Anindhita bercerita, di balik kesuksesannya sekarang ini, orang tuanya memang mengarahkannya pada beragam aktivitas, sejalan dengan hobinya sejak kecil. Dari kursus menggambar, terlihat karyanya memiliki karakteristik khas. Pada umur 15 tahun Anindhita pun fokus pada seni drawing. 

 

"Saya bukan tipe yang bisa painting, melainkan drawing. Guru les menyarankan untuk menggeluti digital art, sehingga gambar-gambar monster saya bisa dijadikan produk," kata alumni jurusan Desain Komunikasi Visual Universitas Trilogi itu. 

 

Usaha memang tak pernah mengkhianati hasil.
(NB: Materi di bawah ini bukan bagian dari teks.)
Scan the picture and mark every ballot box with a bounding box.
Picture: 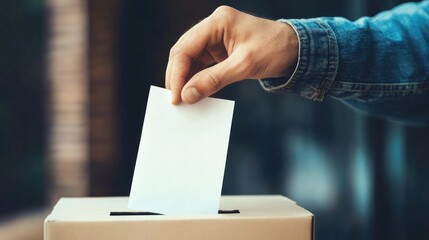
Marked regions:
[44,195,314,240]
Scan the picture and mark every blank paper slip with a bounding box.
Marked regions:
[129,86,235,215]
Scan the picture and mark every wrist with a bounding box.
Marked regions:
[282,21,299,77]
[271,19,299,78]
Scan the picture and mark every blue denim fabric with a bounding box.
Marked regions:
[260,1,429,124]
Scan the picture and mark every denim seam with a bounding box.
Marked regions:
[331,81,429,92]
[260,18,339,101]
[261,19,340,101]
[314,20,339,100]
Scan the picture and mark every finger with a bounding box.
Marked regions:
[169,50,217,104]
[170,52,192,105]
[174,19,219,60]
[169,21,222,104]
[166,31,190,91]
[165,47,174,90]
[181,53,246,104]
[168,46,226,98]
[166,23,206,101]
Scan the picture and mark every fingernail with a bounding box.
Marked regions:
[184,87,201,103]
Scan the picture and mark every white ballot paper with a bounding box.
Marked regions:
[128,86,234,215]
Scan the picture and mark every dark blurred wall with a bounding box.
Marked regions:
[0,0,46,216]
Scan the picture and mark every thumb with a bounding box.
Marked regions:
[181,54,245,104]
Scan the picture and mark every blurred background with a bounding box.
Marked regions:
[0,0,428,239]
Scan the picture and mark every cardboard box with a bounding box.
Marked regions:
[44,195,314,240]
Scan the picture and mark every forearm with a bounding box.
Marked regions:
[261,1,429,123]
[262,1,429,99]
[327,1,429,100]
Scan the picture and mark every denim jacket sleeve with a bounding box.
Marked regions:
[260,1,429,124]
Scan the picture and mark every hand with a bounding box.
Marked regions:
[165,5,298,104]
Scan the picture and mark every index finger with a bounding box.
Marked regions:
[168,18,220,104]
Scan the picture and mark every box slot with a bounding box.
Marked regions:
[110,209,240,216]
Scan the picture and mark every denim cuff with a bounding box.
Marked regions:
[260,18,339,101]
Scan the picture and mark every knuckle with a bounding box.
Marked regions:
[171,39,187,57]
[172,41,191,58]
[214,5,234,14]
[212,5,236,22]
[204,71,222,92]
[172,51,186,62]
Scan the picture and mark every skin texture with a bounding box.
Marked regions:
[165,5,299,104]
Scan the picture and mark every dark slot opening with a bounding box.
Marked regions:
[110,212,162,216]
[218,209,240,214]
[110,209,240,216]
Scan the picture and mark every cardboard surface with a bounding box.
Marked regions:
[45,195,314,240]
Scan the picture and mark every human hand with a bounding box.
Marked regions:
[165,6,298,104]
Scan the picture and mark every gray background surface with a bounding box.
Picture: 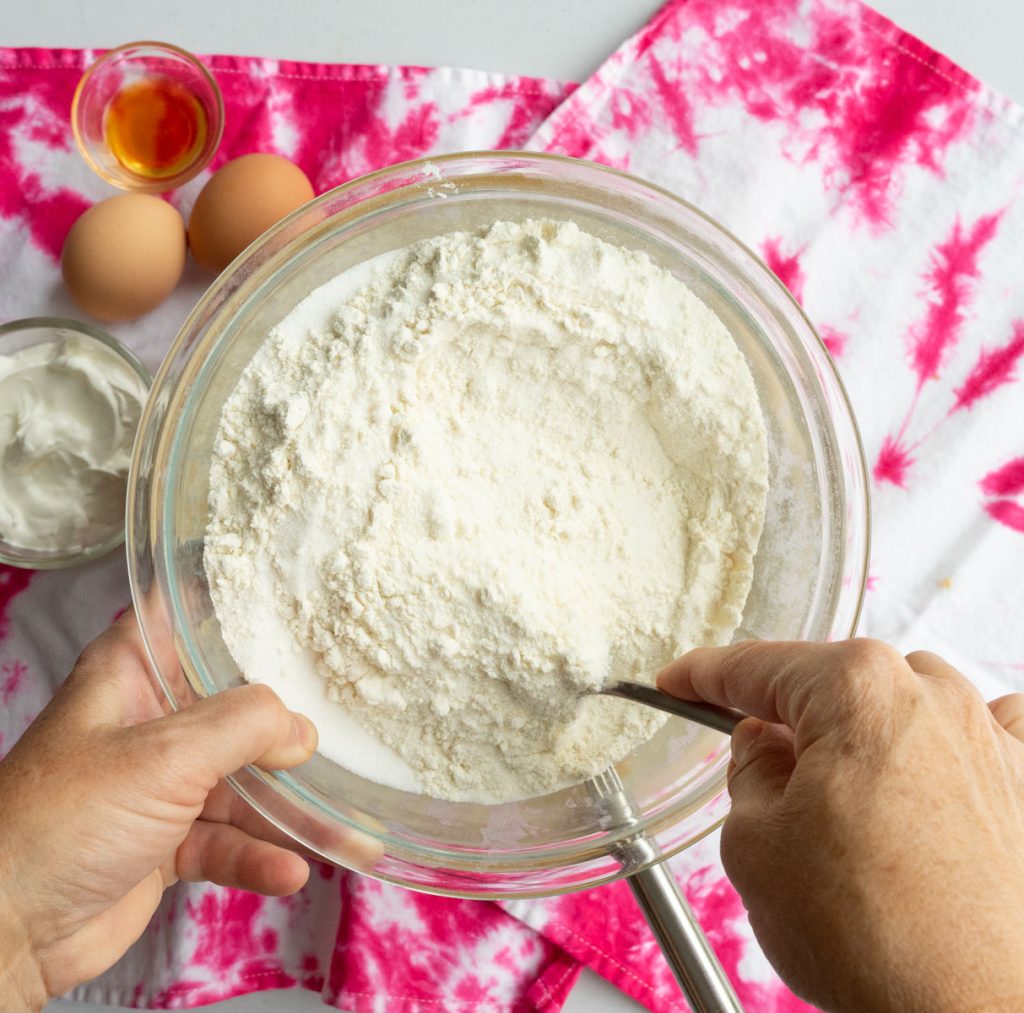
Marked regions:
[7,0,1024,97]
[6,0,1023,1010]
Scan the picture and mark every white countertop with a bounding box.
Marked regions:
[7,0,1024,102]
[6,1,1023,1010]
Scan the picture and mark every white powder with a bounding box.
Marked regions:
[205,219,768,802]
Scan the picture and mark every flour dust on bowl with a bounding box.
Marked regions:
[128,152,868,899]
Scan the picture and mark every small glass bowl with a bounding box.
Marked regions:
[0,317,152,570]
[71,41,224,193]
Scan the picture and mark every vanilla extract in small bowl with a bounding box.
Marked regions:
[72,41,223,192]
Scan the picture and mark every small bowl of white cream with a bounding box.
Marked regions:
[0,317,151,569]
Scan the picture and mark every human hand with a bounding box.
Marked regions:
[0,610,320,1010]
[658,640,1024,1013]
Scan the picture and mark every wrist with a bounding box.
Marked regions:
[0,801,47,1013]
[0,884,47,1013]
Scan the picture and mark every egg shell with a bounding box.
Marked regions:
[61,194,186,322]
[188,153,315,273]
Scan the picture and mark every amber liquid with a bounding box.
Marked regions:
[104,77,208,180]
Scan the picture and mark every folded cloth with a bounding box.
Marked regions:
[507,0,1024,1009]
[0,47,580,1012]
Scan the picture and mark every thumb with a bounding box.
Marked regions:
[727,718,796,814]
[139,684,318,790]
[990,693,1024,743]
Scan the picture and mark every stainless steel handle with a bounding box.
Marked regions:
[628,862,743,1013]
[601,680,743,734]
[588,768,744,1012]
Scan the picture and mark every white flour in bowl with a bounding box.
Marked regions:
[205,219,768,802]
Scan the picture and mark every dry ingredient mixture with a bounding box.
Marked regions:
[206,219,768,802]
[0,334,148,553]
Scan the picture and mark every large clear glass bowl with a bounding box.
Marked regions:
[127,152,869,898]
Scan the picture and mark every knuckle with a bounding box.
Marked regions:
[719,638,774,684]
[146,728,179,771]
[244,681,280,707]
[821,640,915,750]
[904,649,940,670]
[939,674,982,708]
[991,693,1024,729]
[728,639,771,667]
[124,722,192,788]
[234,682,287,727]
[830,639,907,700]
[840,638,904,674]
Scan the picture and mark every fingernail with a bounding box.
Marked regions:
[731,718,763,766]
[291,713,318,752]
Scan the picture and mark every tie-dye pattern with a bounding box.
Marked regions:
[4,0,1024,1007]
[514,0,1024,1008]
[0,47,577,1012]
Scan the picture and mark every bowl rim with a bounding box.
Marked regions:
[127,150,871,892]
[70,39,225,193]
[148,147,871,640]
[0,315,152,570]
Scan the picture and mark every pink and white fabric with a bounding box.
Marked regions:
[512,1,1024,1009]
[2,0,1024,1008]
[0,48,578,1012]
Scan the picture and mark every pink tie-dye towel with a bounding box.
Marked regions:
[4,0,1024,1008]
[0,47,580,1012]
[504,1,1024,1010]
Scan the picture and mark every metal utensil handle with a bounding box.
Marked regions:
[603,681,744,734]
[628,861,744,1013]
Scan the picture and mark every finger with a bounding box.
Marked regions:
[200,780,385,873]
[989,694,1024,742]
[657,639,906,731]
[176,820,310,895]
[200,781,324,858]
[727,719,796,813]
[111,605,187,717]
[905,650,962,681]
[123,592,195,710]
[119,598,185,683]
[64,608,179,726]
[152,683,318,788]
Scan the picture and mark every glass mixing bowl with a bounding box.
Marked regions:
[127,152,868,898]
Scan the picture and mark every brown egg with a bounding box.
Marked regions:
[61,194,186,321]
[187,153,315,273]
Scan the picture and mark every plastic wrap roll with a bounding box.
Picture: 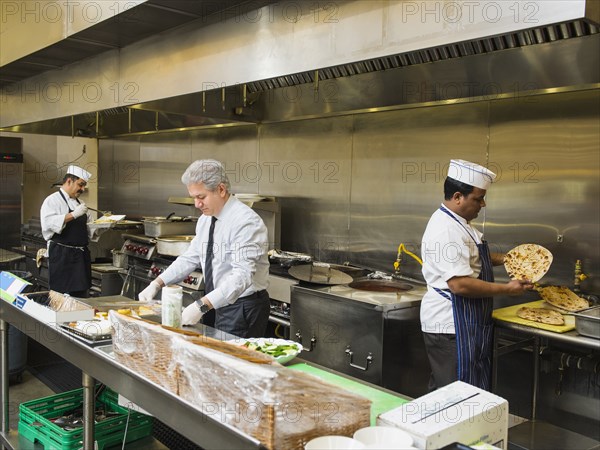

Berkat bakat dan hobinya menggambar sejak kecil, Cutemonster hadir dan membuatnya bangga, termasuk keluarga, dan  orang-orang disekitarnya.

 

Anindhita menciptakan karya pertamanya berupa pouch dan scarf pada 2016 ketika masih SMA. Memasuki masa-masa kuliah pada 2018, produksi Cutemonster menjadi lebih besar dan menyasar produk fesyen. 

 

Bagusnya, melihat perkembangan Aninditha, sang ibu mencari vendor yang memproduksi produk fesyen agar karya Anindhita dapat diaplikasikan dengan apik dan diterima di masyarakat. 

 

Produk Cutemonster pun dipasarkan melalui platform digital. Kini hadir di Matalokal Indonesia’s artisan designer di kawasan Melawai, Jakarta Selatan. Juga di toko souvenir Precious One, di Meruya Utara, Kembangan, Jakarta Barat yang menjual produk dari penyandang disabilitas.

 

BRI UMKM EXPO(RT) BRILIANPRENEUR, jalan perlebar usaha

Kerja keras Anindhita pun bukan sebatas dipasarkan di platform digital dan toko souvenir, Cutemonster bahkan berhasil lolos mengikuti ajang BRI UMKM EXPO(RT) BRILIANPRENEUR.

 

Melalui ajang BRI UMKM EXPO(RT) BRILIANPRENEUR, Anindhita ingin masyarakat tidak hanya mengenal Cutemonster sebagai produk, melainkan sebagai seni dan karya yang khusus. Melalui ajang ini, Anindhita lebih percaya diri untuk memperbesar pasar. Ia berencana memasarkan Cutemonster lebih besar di Solo, Jawa Tengah, dan di Pulau Dewata, Bali.